Cruza la ciudad y pasa por sectores por los que no se atrevería a frecuentar, comprueba con un miedo creciente que en estos pasajes se han disociado los valores que a él le enseñaron a respetar y lo conducen desde siempre. Con el temor encerrado en el pecho llega a la dirección en donde debe entregar la encomienda, y con sorpresa descubre, que le resulta familiar la atmósfera, el terreno. Aquí, recuerda, lo han traído sueños tumultuosos. 

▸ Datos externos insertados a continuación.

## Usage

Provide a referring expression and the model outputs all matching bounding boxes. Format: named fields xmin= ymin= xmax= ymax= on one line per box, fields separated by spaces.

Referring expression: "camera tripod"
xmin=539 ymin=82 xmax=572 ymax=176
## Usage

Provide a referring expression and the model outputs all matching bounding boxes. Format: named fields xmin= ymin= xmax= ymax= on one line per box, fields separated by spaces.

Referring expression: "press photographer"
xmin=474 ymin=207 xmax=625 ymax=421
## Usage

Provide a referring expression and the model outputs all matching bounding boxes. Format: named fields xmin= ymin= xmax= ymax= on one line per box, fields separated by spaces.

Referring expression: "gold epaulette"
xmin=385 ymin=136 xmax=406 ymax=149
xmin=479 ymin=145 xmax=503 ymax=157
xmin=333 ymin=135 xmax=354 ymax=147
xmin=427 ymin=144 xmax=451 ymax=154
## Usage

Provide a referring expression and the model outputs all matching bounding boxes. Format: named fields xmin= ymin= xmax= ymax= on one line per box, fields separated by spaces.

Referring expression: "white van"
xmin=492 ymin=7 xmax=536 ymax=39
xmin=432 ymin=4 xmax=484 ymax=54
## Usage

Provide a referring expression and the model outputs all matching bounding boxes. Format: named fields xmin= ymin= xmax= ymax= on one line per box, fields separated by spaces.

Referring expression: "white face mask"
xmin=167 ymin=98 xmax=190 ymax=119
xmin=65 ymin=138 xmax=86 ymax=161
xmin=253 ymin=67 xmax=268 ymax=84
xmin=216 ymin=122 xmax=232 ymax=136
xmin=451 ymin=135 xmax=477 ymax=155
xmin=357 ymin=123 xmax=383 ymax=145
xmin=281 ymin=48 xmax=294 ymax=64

Frente a la puerta, él ya sabe lo que le espera, sabe que va a encontrar un gato negro dormido sobre un mueble de terciopelo amarillo y que debe cruzar un zaguán oscuro que huele a lavanda. Pero no sabe nada más, cuando sueña, al dar los primeros pasos por la oscuridad del pasillo se despierta y recuerda perfectamente ese retazo inconcluso del sueño.


Como en su sueño, entra sin anunciar su llegada, mira el gato que permanece dormido y avanza sin hacer ruido. Atraviesa el oscuro pasillo acompañado del olor a lavanda y en ese momento siente por primera vez el peso del silencio.


El silencio es cosa seria, nunca antes había estado ante un silencio tan absoluto y categórico, mientras camina bajo el peso de ese singular silencio se le ocurre pensar que el silencio es cosa seria, es una bruma espesa que lo envuelve y también es una sábana que lo arropa, pero ambas, la bruma y la sábana son pasajeras. Hoy, mientras atraviesa esta oscuridad lineal, guiado por la intensidad de la lavanda, en medio del peso de este inusual silencio se acerca a otra conjetura, el silencio es una prisión de la que jamás se sale ileso, el silencio instala la desesperanza, se adueña del pensamiento hasta anularlo completamente, el silencio abruma y castiga con mayor ferocidad que un grito, el silencio se convierte en cuchillo afilado que lastima.


Al finalizar el pasillo, sentado en una mecedora, un hombre parecido a él, semejante a él, treinta años más viejo, lo recibe con alegría, festeja su llegada y extiende las manos para recibir el paquete. La sorpresa le impide por un momento reaccionar, finalmente entrega la encomienda, el hombre le pide que espere y escucha su voz treinta años más vieja. 


El hombre abre el sobre, saca un libro y le dice: quiero que oiga el acápite con el que se inicia este libro. 


Él asiente y guarda respetuoso silencio.


“Un pájaro al nacer está obligado a romper la frágil cáscara que lo ha protegido hasta ese momento, es necesario romper un mundo para vivir en otro completamente libre”. 


Cierra el libro y desde la mecedora, con la mirada brillante de quien revela un secreto le dice:


Cada día se nos entrega una nueva oportunidad de ser libres, debemos destruir el mundo de miedos que se nos impone, para crear entre incertidumbres otro universo y poder vivir en libertad.